120 So. 477 | La. | 1929

Defendants prosecute this appeal from a sentence, based on a verdict, convicting them of manslaughter; the charge being that they feloniously killed Addison Welch on April 10, 1928.

Defendants' chief bill of exceptions is one to the following charge, given by the court to the jury:

"Under the law the defendant, or accused party, is a competent witness in his own behalf, and has the right to testify if he chooses to do so, or not, as he may deem proper. In the event he does testify you are to weigh and determine the credibility of his testimony the same as you do that of any other witness. It is left entirely with you to determine and *856 say just what weight and credit you will give to it, taking into account the interest he has in the case and in the outcome, if you deem proper to do so. If, however, the defendant sees fit not to take the witness stand and testify in his own behalf you have no legal right to construe his failure to testify against him and impute guilt to him for that reason."

The defendants testified in the case. They excepted immediately to the charge upon the ground that the trial judge, by so charging, singled them out as witnesses in the case, and instructed the jury that they might consider, in weighing their evidence, the interest they had in the outcome of the trial. After the defendants had so excepted, the judge did not correct the charge so as to make it conform to the views of defendants.

The charge was erroneous. The trial judge is without right to single out any witness who has taken the stand and instruct the jury that they may consider, in weighing his evidence, if they deem proper to do so, the interest that he has in the outcome of the trial. This rule applies to the accused as a witness in his own behalf. State v. Carroll, 134 La. 965, 64 So. 868; State v. King, 135 La. 117, 64 So. 1007; State v. Smith, 135 La. 427, 65 So. 598; State v. Hataway, 144 La. 138, 80 So. 227. The state concedes that the charge was erroneous, but takes the position that it does not appear that the accused were prejudiced by the error, and hence urges that the verdict should not be reversed. In support of its position, the state calls attention to the King Case, supra, where, although the court recognized such a charge as being erroneous, it refused to annul the verdict. In that case, however, the court found, for the reason stated by it, that the charge there did not prejudice the accused. But in the present case there is no greater reason to suppose that the charge did not prejudice the accused than there was in the remaining cases cited above, in each of which the verdict was *857 reversed. So far as we are able to say, the presumption in the present case is that the charge was prejudicial to the accused.
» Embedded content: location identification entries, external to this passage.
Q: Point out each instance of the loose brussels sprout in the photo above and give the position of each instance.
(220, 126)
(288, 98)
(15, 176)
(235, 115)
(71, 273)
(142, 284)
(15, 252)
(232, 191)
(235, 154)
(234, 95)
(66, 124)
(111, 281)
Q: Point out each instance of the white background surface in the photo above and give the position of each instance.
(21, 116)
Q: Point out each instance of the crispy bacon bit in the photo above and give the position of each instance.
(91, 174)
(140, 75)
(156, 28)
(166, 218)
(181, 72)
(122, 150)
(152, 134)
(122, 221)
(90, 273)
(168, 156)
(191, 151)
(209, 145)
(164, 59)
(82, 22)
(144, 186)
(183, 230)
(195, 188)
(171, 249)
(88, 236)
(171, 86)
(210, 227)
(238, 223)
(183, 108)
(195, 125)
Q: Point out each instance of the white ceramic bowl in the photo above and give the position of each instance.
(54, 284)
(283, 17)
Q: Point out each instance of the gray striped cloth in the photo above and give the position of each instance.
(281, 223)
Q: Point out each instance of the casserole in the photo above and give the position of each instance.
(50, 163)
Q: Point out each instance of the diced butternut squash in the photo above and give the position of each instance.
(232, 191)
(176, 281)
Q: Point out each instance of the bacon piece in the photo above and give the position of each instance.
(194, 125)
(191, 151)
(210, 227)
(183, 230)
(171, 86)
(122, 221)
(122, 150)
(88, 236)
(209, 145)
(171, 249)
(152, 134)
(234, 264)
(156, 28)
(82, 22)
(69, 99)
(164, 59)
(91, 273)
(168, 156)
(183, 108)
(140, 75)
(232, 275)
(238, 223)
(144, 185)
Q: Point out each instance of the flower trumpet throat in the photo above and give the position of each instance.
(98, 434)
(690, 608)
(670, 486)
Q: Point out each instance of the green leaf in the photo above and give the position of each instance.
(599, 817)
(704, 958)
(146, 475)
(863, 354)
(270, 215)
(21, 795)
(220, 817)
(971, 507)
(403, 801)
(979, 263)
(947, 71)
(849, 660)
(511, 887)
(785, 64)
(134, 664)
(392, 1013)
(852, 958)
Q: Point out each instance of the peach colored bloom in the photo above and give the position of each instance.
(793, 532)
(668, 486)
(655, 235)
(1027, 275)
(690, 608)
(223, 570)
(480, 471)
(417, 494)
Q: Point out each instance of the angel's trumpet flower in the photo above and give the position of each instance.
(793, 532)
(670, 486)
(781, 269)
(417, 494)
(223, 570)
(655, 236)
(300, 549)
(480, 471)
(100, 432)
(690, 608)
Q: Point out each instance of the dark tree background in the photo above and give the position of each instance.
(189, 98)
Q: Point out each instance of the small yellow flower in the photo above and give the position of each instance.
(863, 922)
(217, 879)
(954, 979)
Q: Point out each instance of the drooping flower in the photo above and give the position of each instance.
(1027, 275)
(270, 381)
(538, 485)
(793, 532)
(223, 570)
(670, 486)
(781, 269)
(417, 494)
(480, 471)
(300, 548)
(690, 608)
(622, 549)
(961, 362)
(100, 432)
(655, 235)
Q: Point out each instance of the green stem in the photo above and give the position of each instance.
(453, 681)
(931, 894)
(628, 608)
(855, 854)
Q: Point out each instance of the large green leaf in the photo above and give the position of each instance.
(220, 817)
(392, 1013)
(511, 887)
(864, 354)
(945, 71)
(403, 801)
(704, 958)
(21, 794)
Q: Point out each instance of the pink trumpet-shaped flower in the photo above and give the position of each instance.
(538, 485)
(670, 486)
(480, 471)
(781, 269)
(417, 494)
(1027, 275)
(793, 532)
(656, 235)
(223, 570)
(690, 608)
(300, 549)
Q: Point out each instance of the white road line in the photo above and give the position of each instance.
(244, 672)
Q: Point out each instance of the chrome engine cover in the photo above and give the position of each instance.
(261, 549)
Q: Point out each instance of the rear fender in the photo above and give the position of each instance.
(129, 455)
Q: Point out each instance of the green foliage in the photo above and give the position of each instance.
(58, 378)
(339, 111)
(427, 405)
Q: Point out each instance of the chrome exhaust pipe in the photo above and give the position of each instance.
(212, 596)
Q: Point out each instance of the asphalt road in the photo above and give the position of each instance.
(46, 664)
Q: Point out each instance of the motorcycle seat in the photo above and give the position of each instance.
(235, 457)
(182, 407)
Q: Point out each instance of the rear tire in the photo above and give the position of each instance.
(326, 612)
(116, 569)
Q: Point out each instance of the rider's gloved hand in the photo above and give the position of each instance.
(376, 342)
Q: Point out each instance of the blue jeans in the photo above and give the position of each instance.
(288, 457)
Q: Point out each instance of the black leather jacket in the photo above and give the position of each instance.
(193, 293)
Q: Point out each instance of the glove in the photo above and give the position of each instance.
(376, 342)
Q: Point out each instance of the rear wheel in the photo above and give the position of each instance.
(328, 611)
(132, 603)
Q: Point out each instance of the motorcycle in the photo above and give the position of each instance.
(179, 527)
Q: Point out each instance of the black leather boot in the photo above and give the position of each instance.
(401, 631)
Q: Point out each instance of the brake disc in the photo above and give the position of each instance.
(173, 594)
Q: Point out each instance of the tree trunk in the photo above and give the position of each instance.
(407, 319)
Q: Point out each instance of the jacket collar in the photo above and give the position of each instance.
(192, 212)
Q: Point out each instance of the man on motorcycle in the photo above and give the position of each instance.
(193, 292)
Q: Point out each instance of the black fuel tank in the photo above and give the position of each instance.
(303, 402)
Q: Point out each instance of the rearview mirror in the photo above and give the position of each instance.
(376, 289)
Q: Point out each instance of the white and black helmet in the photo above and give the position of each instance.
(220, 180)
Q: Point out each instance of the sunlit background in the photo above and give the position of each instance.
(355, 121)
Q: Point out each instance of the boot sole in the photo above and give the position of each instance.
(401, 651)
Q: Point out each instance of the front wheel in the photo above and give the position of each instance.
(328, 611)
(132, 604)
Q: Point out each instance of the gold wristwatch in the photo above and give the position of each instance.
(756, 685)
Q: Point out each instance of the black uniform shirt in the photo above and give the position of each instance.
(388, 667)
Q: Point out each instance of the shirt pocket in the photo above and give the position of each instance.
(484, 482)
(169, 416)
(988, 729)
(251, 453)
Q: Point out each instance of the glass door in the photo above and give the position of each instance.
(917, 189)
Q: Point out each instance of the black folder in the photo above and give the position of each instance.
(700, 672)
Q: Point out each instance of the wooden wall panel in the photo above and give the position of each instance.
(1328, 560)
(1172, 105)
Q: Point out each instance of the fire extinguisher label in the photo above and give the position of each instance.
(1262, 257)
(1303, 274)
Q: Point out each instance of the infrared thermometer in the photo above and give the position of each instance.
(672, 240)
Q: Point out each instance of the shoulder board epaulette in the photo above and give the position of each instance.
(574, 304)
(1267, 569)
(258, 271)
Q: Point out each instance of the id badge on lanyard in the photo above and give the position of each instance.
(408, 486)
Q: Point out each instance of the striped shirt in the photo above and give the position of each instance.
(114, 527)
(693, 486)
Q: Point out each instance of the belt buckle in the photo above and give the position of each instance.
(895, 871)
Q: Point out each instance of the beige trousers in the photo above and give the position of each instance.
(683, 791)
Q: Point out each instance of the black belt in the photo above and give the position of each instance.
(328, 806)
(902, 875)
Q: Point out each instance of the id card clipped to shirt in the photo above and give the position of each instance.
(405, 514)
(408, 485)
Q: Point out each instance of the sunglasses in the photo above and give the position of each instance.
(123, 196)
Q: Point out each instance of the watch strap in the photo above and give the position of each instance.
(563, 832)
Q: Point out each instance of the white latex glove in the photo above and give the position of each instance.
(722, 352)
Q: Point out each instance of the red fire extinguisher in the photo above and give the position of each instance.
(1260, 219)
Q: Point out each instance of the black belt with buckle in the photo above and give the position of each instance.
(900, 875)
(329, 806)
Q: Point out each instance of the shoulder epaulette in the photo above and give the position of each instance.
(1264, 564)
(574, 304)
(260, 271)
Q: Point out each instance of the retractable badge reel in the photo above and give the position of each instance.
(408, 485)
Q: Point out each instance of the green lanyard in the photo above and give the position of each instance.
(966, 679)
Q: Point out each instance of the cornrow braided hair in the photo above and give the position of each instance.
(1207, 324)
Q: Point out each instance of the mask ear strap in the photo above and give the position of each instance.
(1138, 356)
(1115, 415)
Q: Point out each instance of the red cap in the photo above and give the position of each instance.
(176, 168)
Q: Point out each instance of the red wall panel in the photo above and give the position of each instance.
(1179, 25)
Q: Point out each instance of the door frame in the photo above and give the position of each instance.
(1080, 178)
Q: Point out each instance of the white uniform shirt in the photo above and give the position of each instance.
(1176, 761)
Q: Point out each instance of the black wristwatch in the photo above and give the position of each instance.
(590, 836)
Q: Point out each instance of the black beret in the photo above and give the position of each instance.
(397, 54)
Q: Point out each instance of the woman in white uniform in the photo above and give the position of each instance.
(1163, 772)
The record contains two other bills of exception. One of them relates to the refusal of the trial judge to sustain the challenge of a juror for cause, and the other to the overruling of a motion for a new trial; the motion being based upon the ground that the verdict is contrary to the law and the evidence. The latter bill presents nothing that we can review, and, in view of the conclusion reached by us, it is unnecessary that we consider the former.

For the reasons assigned, the verdict and the sentence appealed from are annulled and set aside, and the case is remanded to be proceeded with according to law.